Pillow People were unleashed on the world in 1986–monstrous, square pillows with decal faces and gangling appendages. I never owned one myself, but I knew of them through their product placement on the television show, Full House. DJ had a Pillow Person, and in fact, there are several episodes revolving around DJ’s Pillow Person–like the episode where the Pillow Person doesn’t fit in on the first day of school because it doesn’t have the right sweater, and the episode where the Pillow Person falls off the horse while riding, suffering amnesia. But my favorite episode is where they are planning a circus themed birthday party for the Pillow Person, except the Pillow Person is afraid of clowns.

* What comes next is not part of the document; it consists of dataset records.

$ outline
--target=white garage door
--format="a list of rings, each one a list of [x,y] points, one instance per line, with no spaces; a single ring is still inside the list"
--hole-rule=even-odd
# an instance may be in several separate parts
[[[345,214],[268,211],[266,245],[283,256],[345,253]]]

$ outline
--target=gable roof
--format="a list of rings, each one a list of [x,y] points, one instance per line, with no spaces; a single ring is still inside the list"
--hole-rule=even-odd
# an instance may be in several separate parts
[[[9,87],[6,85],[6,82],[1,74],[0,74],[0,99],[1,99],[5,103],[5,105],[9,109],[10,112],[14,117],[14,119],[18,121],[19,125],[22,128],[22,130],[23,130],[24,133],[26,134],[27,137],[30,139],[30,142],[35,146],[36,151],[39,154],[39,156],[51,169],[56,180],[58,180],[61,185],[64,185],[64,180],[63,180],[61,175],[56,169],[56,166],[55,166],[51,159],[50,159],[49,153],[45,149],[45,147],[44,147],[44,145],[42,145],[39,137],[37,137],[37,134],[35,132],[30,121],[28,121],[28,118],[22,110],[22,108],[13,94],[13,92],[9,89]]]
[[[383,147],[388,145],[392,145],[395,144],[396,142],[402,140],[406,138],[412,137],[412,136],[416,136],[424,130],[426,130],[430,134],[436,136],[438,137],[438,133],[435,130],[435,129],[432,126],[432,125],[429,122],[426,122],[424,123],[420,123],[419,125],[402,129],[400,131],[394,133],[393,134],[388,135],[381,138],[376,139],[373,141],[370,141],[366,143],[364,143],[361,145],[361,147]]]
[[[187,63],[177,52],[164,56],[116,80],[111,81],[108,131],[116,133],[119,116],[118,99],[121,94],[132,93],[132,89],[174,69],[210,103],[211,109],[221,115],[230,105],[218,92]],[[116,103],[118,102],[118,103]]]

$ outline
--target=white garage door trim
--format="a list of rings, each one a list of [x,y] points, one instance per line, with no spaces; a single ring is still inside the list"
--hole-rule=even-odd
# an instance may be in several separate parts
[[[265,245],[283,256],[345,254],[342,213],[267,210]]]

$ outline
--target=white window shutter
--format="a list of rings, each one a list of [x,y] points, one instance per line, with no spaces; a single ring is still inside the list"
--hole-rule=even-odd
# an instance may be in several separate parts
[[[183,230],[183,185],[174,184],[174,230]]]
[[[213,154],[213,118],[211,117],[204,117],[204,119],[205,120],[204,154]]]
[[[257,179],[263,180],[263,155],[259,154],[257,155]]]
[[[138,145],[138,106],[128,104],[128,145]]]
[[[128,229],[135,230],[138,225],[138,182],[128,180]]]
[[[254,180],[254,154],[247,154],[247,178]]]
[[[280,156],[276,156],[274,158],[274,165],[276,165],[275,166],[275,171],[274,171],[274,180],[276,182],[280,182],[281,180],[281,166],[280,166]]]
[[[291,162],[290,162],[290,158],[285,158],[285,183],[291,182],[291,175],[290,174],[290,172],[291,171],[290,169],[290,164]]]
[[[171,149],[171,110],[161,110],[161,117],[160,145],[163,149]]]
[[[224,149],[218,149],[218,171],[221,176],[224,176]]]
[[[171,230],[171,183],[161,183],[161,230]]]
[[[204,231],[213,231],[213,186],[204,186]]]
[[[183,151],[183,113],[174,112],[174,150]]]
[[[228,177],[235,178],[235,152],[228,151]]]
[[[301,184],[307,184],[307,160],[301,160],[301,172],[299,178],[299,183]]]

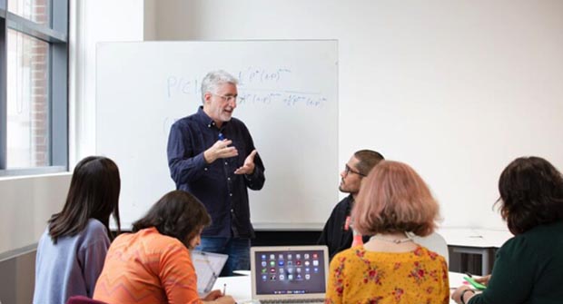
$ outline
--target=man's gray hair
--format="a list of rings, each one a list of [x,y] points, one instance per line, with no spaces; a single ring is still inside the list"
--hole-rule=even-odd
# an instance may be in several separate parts
[[[205,103],[205,93],[217,92],[217,87],[223,83],[238,84],[239,81],[223,70],[212,71],[202,81],[202,103]]]

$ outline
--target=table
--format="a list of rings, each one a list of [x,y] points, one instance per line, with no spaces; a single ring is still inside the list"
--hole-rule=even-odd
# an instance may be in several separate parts
[[[483,275],[490,273],[493,251],[512,238],[506,230],[440,228],[437,230],[454,252],[481,255]]]
[[[238,304],[250,304],[258,303],[258,301],[252,301],[251,299],[252,291],[251,290],[251,277],[250,271],[239,271],[241,274],[247,274],[236,277],[221,277],[215,281],[213,289],[222,290],[224,284],[226,284],[226,293],[237,301]],[[463,285],[463,273],[449,272],[449,287],[453,291],[458,286]],[[450,299],[449,303],[455,304]]]

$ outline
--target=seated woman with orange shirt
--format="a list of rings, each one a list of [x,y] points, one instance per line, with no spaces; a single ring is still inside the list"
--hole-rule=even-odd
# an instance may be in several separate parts
[[[372,237],[334,256],[325,302],[449,303],[446,260],[406,234],[432,233],[438,211],[412,168],[380,162],[363,181],[352,210],[354,229]]]
[[[94,299],[107,303],[214,303],[234,299],[213,290],[197,293],[190,250],[211,222],[205,207],[192,194],[173,191],[133,224],[133,233],[118,236],[110,246]]]

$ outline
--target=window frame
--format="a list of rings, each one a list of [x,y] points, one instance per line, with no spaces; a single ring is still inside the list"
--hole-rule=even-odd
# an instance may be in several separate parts
[[[0,177],[35,175],[68,171],[68,29],[69,0],[49,1],[49,24],[40,25],[8,12],[0,0]],[[6,169],[7,159],[7,34],[8,29],[23,33],[49,44],[49,166]]]

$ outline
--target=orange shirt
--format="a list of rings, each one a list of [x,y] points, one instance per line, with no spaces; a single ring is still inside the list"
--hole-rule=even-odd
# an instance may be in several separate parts
[[[366,251],[363,245],[331,261],[326,303],[449,303],[448,265],[424,247],[409,252]]]
[[[110,304],[201,302],[188,249],[156,228],[122,234],[112,242],[94,299]]]

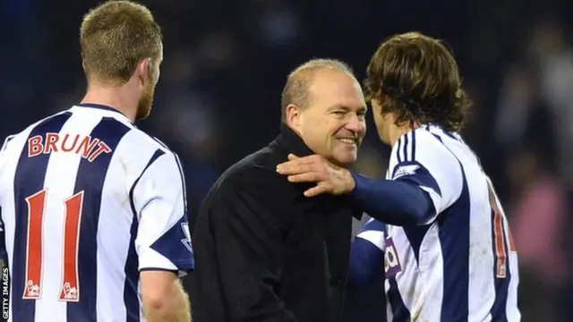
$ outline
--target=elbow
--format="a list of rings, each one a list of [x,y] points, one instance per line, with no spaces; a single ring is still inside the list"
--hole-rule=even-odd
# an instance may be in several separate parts
[[[186,321],[189,299],[172,272],[142,272],[141,304],[150,321]]]
[[[141,302],[147,312],[153,312],[157,316],[167,316],[169,311],[177,307],[173,292],[148,292],[141,293]]]

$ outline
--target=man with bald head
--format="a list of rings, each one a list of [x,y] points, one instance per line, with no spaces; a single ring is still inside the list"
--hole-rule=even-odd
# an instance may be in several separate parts
[[[356,159],[366,132],[360,84],[342,62],[297,67],[282,93],[280,134],[231,166],[197,216],[194,321],[340,321],[352,216],[346,197],[305,198],[277,165],[319,155]]]

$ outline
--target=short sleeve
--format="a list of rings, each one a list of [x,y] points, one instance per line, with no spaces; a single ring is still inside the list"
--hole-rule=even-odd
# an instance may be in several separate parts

About two weekends ago, I got stuck with a giant California Raisin Pillow Person. I was at the flea market as usual, rummaging for old NES games and Surfing Pizza material, but it had been a total bust so far that day. All I had was a Don Post Studio prop bloody ear that I’m saving to scare the crap out of a small child on Halloween. Then I saw it, a few tables ahead. I walked closer. Is that a California Raisin thing? Yes, yes it was a California Raisin thing. But what kind of thing is it? Then I saw it clearly–the biggest, ugliest, and perhaps last existing California Raisin Pillow Person.
With some hesitation and fear, I picked it up, just to get a closer look at it. Right away, the seller pounced. “Two bucks,” he offered it to me. I was still speechless.

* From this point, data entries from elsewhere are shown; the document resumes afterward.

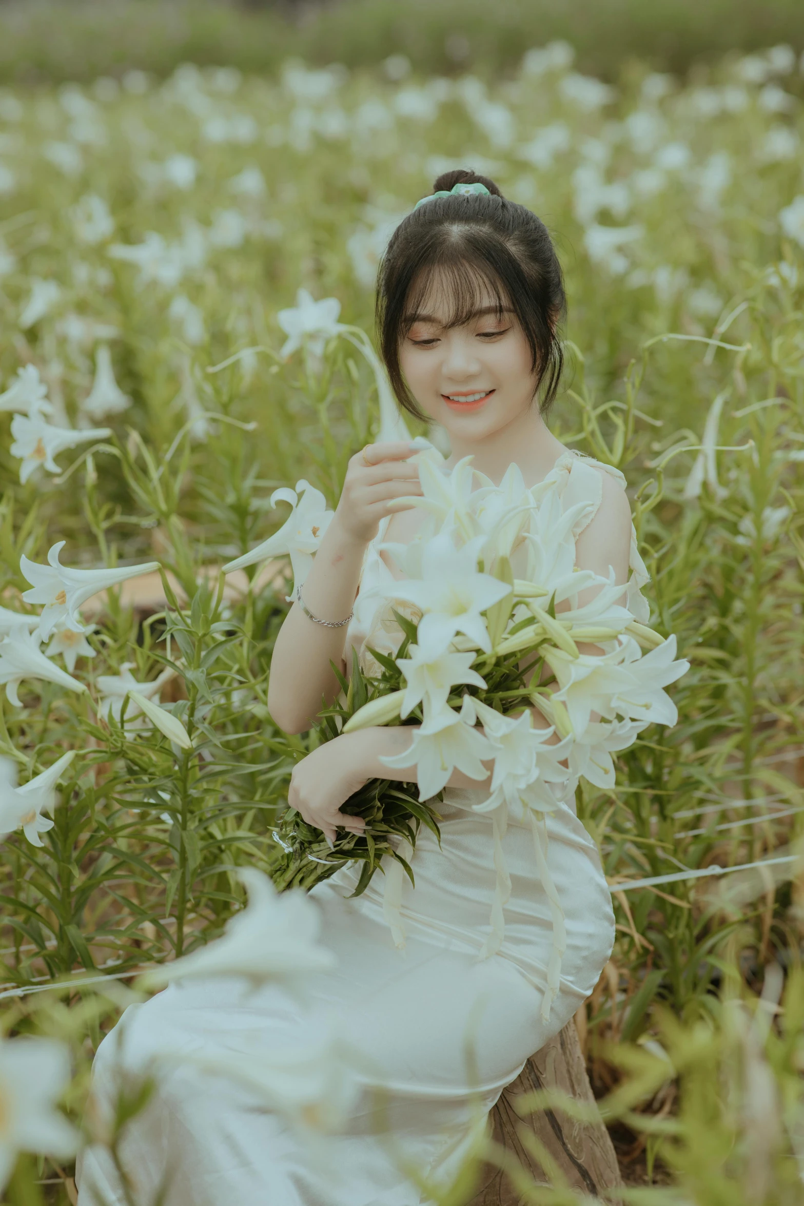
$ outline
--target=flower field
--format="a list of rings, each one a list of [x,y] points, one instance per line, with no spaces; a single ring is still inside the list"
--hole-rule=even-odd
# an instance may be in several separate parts
[[[800,1201],[803,75],[777,46],[614,87],[556,42],[493,83],[393,55],[0,93],[0,1017],[39,1036],[0,1042],[8,1201],[75,1200],[77,1128],[116,1143],[82,1112],[99,1037],[280,867],[316,738],[266,685],[282,555],[311,550],[222,567],[301,479],[335,504],[386,404],[354,329],[378,257],[452,166],[556,238],[551,425],[627,475],[651,626],[691,663],[677,725],[577,789],[617,942],[576,1021],[627,1179],[659,1182],[627,1200]]]

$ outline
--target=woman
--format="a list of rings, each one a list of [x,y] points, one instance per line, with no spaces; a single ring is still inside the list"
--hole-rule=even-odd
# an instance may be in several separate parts
[[[569,452],[544,421],[562,369],[563,310],[562,273],[542,223],[469,171],[435,181],[434,195],[397,228],[380,270],[382,352],[400,405],[445,428],[447,467],[471,455],[473,468],[499,482],[515,463],[528,487],[554,491],[564,511],[586,503],[574,528],[576,566],[606,578],[612,567],[624,595],[632,522],[622,476]],[[374,444],[350,462],[272,657],[269,707],[288,732],[309,728],[322,697],[335,698],[330,661],[346,672],[352,648],[366,665],[380,637],[394,646],[387,598],[400,558],[385,545],[410,544],[422,522],[410,500],[422,493],[416,452],[410,443]],[[539,713],[534,720],[546,724]],[[368,728],[319,747],[297,766],[289,802],[330,842],[338,827],[359,832],[362,820],[341,804],[369,778],[411,778],[412,732]],[[312,1013],[301,1017],[276,990],[240,1000],[225,982],[171,987],[127,1012],[95,1061],[101,1101],[121,1061],[137,1071],[165,1050],[237,1052],[254,1035],[266,1048],[303,1043],[333,1019],[371,1069],[325,1164],[224,1081],[177,1069],[160,1079],[121,1148],[137,1202],[166,1184],[165,1206],[418,1206],[428,1199],[403,1167],[436,1178],[456,1171],[479,1105],[482,1117],[573,1017],[614,939],[598,851],[570,796],[547,819],[548,874],[567,936],[552,990],[546,877],[515,824],[504,838],[504,938],[489,944],[498,886],[491,821],[471,808],[486,789],[453,773],[439,806],[441,847],[429,831],[417,839],[415,889],[387,874],[393,890],[383,892],[376,876],[350,898],[352,865],[312,889],[322,942],[338,956],[336,970],[316,980]],[[372,1084],[383,1091],[381,1120]],[[127,1200],[102,1152],[83,1165],[82,1206]]]

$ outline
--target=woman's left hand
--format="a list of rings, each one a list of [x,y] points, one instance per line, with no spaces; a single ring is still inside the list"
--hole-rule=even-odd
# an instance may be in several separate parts
[[[366,772],[364,733],[341,733],[297,762],[291,775],[288,804],[307,825],[319,829],[329,844],[338,826],[350,833],[363,833],[362,816],[341,813],[341,804],[354,795],[371,773]]]

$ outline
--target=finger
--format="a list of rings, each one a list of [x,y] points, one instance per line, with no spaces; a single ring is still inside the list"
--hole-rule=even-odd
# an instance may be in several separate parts
[[[358,462],[358,468],[360,468]],[[362,469],[360,482],[393,481],[404,478],[406,481],[418,481],[418,466],[410,461],[381,461]]]
[[[418,481],[381,481],[376,486],[366,486],[362,493],[365,505],[372,507],[392,498],[422,498],[424,491]]]
[[[405,461],[419,451],[410,440],[386,440],[382,444],[366,444],[358,458],[364,464],[378,464],[381,461]]]

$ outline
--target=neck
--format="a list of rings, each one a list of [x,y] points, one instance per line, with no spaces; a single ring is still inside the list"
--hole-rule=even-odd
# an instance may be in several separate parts
[[[495,485],[503,480],[510,464],[517,464],[526,485],[534,486],[544,481],[565,451],[547,428],[535,403],[530,410],[482,439],[468,439],[457,432],[448,432],[448,435],[452,455],[447,464],[452,467],[462,457],[473,456],[473,468],[485,473]]]

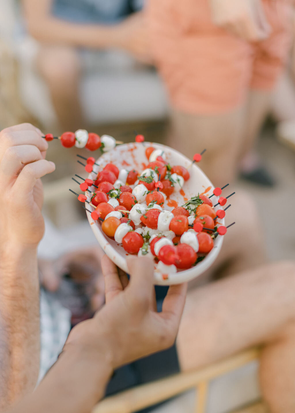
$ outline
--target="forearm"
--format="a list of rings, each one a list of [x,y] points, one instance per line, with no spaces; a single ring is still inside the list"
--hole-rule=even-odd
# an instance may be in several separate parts
[[[0,250],[0,408],[32,391],[39,367],[36,248],[6,244]]]
[[[32,36],[44,43],[96,49],[118,47],[117,26],[77,24],[48,16],[28,19],[27,27]]]
[[[105,351],[92,357],[74,346],[62,354],[34,393],[9,413],[89,413],[103,397],[112,372]]]

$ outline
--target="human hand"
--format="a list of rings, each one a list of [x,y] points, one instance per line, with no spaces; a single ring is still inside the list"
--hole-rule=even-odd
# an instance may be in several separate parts
[[[129,256],[127,260],[130,282],[126,274],[118,271],[107,256],[103,257],[106,305],[93,318],[73,329],[65,344],[66,351],[67,346],[76,346],[95,360],[96,355],[102,351],[115,369],[173,344],[187,284],[171,286],[162,312],[157,313],[152,285],[153,261],[144,257]]]
[[[250,41],[266,38],[271,32],[261,0],[210,0],[217,26]]]
[[[105,303],[105,282],[101,269],[104,253],[99,247],[89,247],[64,254],[57,260],[39,259],[40,282],[49,291],[57,291],[62,276],[69,274],[77,284],[86,286],[91,308],[97,311]]]
[[[0,132],[0,248],[10,242],[36,247],[43,236],[40,178],[55,167],[45,160],[48,144],[41,136],[29,123]]]
[[[148,31],[143,12],[131,14],[115,26],[114,31],[115,46],[127,50],[142,63],[152,63]]]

“And I’ll throw in this California Raisins blanket too,” he added, desperately. I looked up to see a filthy blanket, threadbare and so faded that the singing Raisins were gray. I could feel the girlfriend shudder in fear that I might take that offer, as one of her rules is “nothing that looks flea-infested”, but even I wouldn’t bring home that blanket. “Uh, no thanks,” I said, also setting the Pillow Person back on the table. “One dollar,” the seller said, “you can have that pillow for a dollar.” I laughed. “Nope, really don’t want it.”
I took a step away. “Fifty cents…no–a quarter!” he said.
I took another step back.
Then the seller picked the Raisin up, shoved him in and my hands, and said, “Free! Take it, I want to get rid of it!” Of course, I couldn’t turn down a free thing, and as we finished the rest of the flea market, I felt exhilarated by GETTING SOMETHING FOR FREE. But as the high wore off, grim reality began to set in. Now I had this thing in my life. It is Huge. No, it’s huger than huge, it’s humongously huge. No–it ain’t humongously huge–it’s RFB. You know what RFB is? Really Fucking Big.

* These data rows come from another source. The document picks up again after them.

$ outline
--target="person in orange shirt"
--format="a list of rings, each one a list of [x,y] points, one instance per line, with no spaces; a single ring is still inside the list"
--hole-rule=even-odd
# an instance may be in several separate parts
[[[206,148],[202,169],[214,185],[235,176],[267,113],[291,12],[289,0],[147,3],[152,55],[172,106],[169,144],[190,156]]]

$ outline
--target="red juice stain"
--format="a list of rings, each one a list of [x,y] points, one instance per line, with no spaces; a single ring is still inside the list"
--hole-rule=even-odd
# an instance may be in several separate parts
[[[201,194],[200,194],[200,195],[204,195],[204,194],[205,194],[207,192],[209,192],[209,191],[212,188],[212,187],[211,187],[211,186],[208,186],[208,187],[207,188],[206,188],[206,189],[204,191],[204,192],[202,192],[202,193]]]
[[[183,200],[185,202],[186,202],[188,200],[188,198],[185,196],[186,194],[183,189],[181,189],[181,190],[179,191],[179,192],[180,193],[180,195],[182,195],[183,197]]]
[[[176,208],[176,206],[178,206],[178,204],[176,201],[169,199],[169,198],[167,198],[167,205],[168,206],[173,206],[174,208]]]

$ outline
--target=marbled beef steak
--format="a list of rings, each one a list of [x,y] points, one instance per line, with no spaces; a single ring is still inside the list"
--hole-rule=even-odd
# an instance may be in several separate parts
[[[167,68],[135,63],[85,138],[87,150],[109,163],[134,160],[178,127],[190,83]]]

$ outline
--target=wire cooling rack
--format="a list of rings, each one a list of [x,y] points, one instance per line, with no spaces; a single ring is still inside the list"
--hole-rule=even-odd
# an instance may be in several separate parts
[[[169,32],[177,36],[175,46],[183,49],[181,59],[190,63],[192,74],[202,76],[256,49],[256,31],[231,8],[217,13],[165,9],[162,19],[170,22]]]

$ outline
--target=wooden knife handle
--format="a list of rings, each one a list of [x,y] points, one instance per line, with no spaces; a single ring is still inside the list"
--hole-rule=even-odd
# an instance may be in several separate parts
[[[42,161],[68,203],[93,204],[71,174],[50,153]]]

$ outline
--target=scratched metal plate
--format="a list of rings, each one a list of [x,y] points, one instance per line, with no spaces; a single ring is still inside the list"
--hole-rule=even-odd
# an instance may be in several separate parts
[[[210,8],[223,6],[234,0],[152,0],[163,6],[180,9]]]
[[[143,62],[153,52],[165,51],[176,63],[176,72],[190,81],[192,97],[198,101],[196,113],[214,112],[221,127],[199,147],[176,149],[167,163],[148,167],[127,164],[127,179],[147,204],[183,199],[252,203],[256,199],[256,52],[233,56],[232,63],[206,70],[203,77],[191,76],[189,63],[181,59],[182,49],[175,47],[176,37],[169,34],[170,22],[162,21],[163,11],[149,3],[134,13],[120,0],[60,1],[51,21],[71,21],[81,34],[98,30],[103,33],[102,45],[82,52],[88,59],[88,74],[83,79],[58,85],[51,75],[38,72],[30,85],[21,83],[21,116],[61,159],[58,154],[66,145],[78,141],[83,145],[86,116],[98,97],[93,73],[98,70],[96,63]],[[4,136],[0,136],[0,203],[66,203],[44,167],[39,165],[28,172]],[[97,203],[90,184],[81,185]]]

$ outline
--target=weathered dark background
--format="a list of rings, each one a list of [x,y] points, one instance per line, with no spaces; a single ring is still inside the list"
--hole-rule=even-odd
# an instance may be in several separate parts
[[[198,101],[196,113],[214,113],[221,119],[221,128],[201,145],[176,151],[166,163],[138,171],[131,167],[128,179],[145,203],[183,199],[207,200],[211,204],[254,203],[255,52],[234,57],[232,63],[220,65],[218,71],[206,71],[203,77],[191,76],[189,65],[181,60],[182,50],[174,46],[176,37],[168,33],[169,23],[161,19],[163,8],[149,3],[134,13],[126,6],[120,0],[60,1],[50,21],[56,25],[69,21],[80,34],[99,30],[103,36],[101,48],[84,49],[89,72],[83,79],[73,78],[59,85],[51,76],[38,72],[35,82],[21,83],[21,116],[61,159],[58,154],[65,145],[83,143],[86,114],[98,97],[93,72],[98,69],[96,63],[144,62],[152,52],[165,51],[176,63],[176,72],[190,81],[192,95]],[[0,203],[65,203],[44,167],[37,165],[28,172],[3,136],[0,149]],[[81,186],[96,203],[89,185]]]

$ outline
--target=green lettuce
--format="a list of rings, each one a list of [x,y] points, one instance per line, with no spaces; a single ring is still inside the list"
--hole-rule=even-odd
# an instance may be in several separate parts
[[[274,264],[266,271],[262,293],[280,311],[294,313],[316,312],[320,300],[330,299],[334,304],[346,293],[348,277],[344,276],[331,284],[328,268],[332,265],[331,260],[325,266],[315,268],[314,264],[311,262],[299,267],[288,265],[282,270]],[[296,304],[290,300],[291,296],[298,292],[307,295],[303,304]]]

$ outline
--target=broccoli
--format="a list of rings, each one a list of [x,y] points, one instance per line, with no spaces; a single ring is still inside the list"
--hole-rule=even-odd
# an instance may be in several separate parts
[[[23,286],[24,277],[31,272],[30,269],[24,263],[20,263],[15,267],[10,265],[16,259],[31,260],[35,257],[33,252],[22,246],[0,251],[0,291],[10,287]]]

So now, to demonstrate the RFB factor of the humongously huge California Raisin Pillow Person–The Surfing Pizza, your source for complete and utter CRAP–presents: The California Raisin Pillow Person vs. Stuff.
The California Raisin Pillow Person Vs. California Raisins:
As I photographed this, I didn’t think to myself, what am I doing with my life–but instead I thought, what if there is no God, and we are all just the Big California Raisin’s little bitches? That’s certainly how these little figures must feel. If they had feelings, which, uh, of course they don’t.
The California Raisin Pillow Person Vs. Actual Raisins:
God creates raisins. God creates man. Man destroys God. Man creates Pillow Person Raisin.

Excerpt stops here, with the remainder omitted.